Is this what’s happening? I certainly hope so.

DOCTOR-OFFICE-BLOGGING: I’m blogging from the waiting room at Helen’s cardiologist now, where she’s having her followup appointment.

Jeff Jarvis, who’s the go-to guy on the indecency issue (“Buzzmachine: Your Place for Indecency!”) has identified a wondrous new technology for controlling indecent programming.

UPDATE: Well, that turned out well. They put a sensor over her chest and interrogated the ICD, which was pretty cool. It showed that it had paced her out of a couple of strings of PVCs early on, but that she’s had no rhythm issues since the new meds kicked in. They’re happy with how everything’s going, and she seems much more cheerful about everything now.

FROM HOSPIBLOGGING TO HOSPI-COLUMNS: My TechCentralStation column looks at hospitals, and their reform.

UPDATE: Related thoughts, here.

THIS ISN’T ENCOURAGING:

The world is poorly prepared for a future influenza pandemic, with only a dozen countries purchasing significant quantities of antiviral drugs and just 50 with contingency plans on how to cope with such an outbreak.

One word: Tamiflu. But that’s just a start: We need more research on rapid vaccine production, too. And not just for flu.

AUSTIN BAY: “I don’t believe in happy endings, merely a respite before the next struggle, However, this Millennium War has reached and passed a crucial midpoint. All but the most recalcitrant, calcified and now laughable naysayers in the West suddenly recognize the pragmatism of American idealism.”

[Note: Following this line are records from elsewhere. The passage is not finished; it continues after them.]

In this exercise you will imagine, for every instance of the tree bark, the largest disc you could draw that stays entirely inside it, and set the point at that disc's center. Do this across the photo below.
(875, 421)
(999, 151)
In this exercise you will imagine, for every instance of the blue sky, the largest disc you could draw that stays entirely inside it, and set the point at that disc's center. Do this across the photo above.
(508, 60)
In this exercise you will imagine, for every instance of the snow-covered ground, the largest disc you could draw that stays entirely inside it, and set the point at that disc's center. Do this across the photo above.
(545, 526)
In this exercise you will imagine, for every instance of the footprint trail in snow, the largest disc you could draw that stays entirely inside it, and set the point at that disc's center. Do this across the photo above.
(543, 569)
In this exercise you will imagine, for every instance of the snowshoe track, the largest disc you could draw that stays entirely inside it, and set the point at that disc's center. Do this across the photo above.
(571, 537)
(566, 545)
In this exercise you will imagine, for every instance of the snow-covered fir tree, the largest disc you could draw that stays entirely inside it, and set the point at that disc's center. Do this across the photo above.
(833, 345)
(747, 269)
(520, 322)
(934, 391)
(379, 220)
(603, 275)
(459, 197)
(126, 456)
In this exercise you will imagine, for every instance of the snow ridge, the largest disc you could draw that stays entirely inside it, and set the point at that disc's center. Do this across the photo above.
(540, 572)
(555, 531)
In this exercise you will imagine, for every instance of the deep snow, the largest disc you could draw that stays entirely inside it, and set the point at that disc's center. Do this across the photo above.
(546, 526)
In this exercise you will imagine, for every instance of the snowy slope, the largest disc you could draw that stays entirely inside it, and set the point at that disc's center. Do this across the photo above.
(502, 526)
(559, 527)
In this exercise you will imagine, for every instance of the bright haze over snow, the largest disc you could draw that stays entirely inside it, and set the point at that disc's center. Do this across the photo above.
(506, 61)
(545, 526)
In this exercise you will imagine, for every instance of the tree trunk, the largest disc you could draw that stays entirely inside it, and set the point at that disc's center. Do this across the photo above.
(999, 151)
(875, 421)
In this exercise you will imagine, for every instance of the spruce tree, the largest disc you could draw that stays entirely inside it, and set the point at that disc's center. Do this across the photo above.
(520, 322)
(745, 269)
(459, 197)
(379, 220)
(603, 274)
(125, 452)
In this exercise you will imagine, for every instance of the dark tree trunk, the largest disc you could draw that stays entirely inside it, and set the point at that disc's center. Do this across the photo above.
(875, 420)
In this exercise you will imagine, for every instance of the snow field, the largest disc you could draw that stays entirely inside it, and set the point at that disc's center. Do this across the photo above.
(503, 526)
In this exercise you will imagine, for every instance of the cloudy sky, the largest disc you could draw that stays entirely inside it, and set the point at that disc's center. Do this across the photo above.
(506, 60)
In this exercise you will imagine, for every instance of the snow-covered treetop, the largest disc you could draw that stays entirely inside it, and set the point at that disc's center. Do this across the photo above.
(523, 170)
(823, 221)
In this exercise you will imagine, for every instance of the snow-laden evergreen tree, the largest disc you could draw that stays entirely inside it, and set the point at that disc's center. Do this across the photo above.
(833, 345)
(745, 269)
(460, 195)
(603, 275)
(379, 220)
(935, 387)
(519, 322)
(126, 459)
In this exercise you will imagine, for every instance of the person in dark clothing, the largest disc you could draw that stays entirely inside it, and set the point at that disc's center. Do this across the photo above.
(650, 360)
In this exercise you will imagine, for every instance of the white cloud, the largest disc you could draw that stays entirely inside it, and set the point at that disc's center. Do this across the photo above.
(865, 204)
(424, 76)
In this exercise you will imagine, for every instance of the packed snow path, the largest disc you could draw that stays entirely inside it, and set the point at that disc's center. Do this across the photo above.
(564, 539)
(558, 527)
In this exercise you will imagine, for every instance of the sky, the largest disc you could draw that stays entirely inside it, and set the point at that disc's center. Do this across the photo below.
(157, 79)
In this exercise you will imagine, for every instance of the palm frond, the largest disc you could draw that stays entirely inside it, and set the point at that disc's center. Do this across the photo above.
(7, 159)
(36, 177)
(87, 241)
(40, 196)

UPDATE: Over on his blog, Austin notes some important information from Gen. Abizaid.

I got an email last fall from a guy at CENTCOM who said that every time Abizaid came back from Iraq he seemed ever-more-cheerful. It’s looking as if he had reason.

ARTHUR CHRENKOFF HAS AN INTERVIEW with Victor Davis Hanson that’s worth your time.

I HATE ILLINOIS NAZIS: Aaron at FreeWillBlog has the roundup on Matt Hale and the murder of a judge’s family. Evidence against Hale is inferential at the moment, but rather strongly so.


OKAY, I CAN’T RESIST: Contrast the images of Lebanese pro-democracy protesters below with these pro-Syrian demonstrators and, well, it just says it all, doesn’t it?

I mean, talk about being on the wrong side of history. And I think I know which image will sell better on TV, too. I mean, who would you rather hang with?

UPDATE: As The Belmont Club puts it, it’s “a whole new species of ‘cool’.”

ANOTHER UPDATE: Or, on the other side, “murderous losers” sums it up pretty well.